フォードのCセグメントハッチバックのフォーカスは、2.0Lの自然吸気エンジン搭載モデルのみが日本市場で販売されていますが、欧州を始め海外に目を向ければ他にも様々なエンジンが搭載されています。

今回は、フォーカスのハイエンドスポーツモデルで、250PSを発揮する2.0Lターボエンジン搭載モデルであるフォーカスSTについて、英国「Auto Express」による試乗レポートを日本語で紹介します。


FocusST


我々は既にフォーカスSTの試乗をしており、このモデルをとても気に入った。ただ、英国仕様の右ハンドルモデルに試乗する機会にはまだ恵まれておらず、今回初めて試乗した。

実のところ、この車の最初の印象はあまり良くはなかった。というのも、先代モデルでは、ライバルたちが総じて4気筒エンジンを搭載する中で5気筒エンジンを搭載するという独自性があったのだが、新型ではその独自性がなくなってしまった。

新型では、効率性向上のため、2.5Lエンジンに代わり、フォード・モンデオに搭載される2.0LターボののEcoBoostエンジンが搭載されている。

それに、市販FFモデルで最速を誇るルノースポール・メガーヌとは違い、フォーカスSTにはトルクステア減弱のためのインディペンデントステアリングアクシスジオメトリーやトラクション向上のためのLSDなどは装着されず、低コストな電子制御に頼っている。

また、外見にも問題がある。STは5ドアハッチバックとステーションワゴンの設定しかないホットハッチだ。それに、今のフォーカスのデザインは愛着が湧きでもしない限りいいとは思えないようなデザインで、大型の黒いフロントグリルやスポイラー類をつけたところで素晴らしい見た目になるわけでもない。試乗車に塗られていた745ポンドの特別塗装色のタンジェリンスクリームはどうかって? 見ればきっと『ムンクの叫び』のような顔になることだろう。

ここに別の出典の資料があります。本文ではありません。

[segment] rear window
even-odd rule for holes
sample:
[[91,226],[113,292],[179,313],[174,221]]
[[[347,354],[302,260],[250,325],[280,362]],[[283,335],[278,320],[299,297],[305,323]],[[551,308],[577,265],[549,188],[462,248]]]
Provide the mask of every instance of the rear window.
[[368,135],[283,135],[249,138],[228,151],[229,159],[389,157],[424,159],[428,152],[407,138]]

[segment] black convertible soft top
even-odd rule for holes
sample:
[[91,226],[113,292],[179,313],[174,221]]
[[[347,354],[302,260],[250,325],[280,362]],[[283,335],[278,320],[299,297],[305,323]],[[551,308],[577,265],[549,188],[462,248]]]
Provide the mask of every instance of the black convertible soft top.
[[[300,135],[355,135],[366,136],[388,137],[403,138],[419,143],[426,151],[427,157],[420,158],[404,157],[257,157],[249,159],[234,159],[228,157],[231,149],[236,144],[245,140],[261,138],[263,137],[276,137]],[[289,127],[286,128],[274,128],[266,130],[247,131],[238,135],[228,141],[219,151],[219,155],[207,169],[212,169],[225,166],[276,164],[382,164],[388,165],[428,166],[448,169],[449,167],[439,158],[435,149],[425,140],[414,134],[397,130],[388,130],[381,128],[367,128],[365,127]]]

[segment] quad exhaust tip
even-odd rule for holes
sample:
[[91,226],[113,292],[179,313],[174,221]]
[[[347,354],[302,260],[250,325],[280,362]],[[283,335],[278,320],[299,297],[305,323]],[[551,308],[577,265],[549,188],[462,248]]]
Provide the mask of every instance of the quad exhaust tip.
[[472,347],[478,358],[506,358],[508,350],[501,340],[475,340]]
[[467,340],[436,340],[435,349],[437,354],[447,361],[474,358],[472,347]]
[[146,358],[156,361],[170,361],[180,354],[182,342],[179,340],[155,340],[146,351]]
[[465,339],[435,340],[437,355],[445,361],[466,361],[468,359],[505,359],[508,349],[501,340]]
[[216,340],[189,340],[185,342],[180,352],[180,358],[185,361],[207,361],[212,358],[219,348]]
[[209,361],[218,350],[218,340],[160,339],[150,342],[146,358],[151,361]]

しかし、ひとたび車に乗り込めばこんなことはどうでもよくなる。快適なRECAROスポーツシートに身体を預ければ、車に抱かれてるかのような安心感が生まれる。そしてプッシュエンジンスターターを押し、アクセルを踏み込めば、これまで感じた問題なんて吹っ飛んでしまうことだろう。運転席に聞こえてくる4気筒エンジンのエンジンサウンドはかつての5気筒にも劣らない。それに、カタログ上の新型の環境性能は素晴らしい。

ただ、実際に乗ればカタログ燃費の16.7km/Lよりも悪い数字になることだろう。なぜなら、アクセルを踏み込みたくなるような元気の良さがこの車にはあるからだ。

加速性能は実に素晴らしいし、ラックアシスト式の電動パワーステアリングは応答性が高く、フィードバックも十分なので、強い加速時にいくらかトルクステアが発生してもそれほど気にならない。

また、メガーヌR.S. とは違ってトラクション確保のためのLSDは装備されていないが、それも問題ではない。メガーヌはコーナーをハードに速く駆け抜けることができるが、フォーカスSTにはメガーヌ以上の楽しさがある。

この楽しさの理由の1つはしなやかなサスペンションだ。これによって日常使用でも快適だし、舗装の悪い道で飛ばしてもまるで飛んでいるかのような感覚だ。そしてこの車の何よりの魅力は、ちょっとしたルーズさや楽しいドライブフィールだ。

この車から他の自動車メーカーが学ぶべきこともある。本当に素晴らしい現実世界のホットハッチとはどういう車なのか、ニュルブルクリンクでのラップタイムが全てではない、ということだ。


フォーカスSTは最速のホットハッチでもなければハンドリングが最高というわけでも、デザインが最高というわけでもない。けれど、そんなことは問題ではない。たくさんの人にとって、いつも運転する道で一番楽しい車がこれだ。それに必要最低限の装備はしっかりと揃っているベースグレードは22,000ポンド未満だ。フォーカスSTは最高のコストパフォーマンスの高性能車といえよう。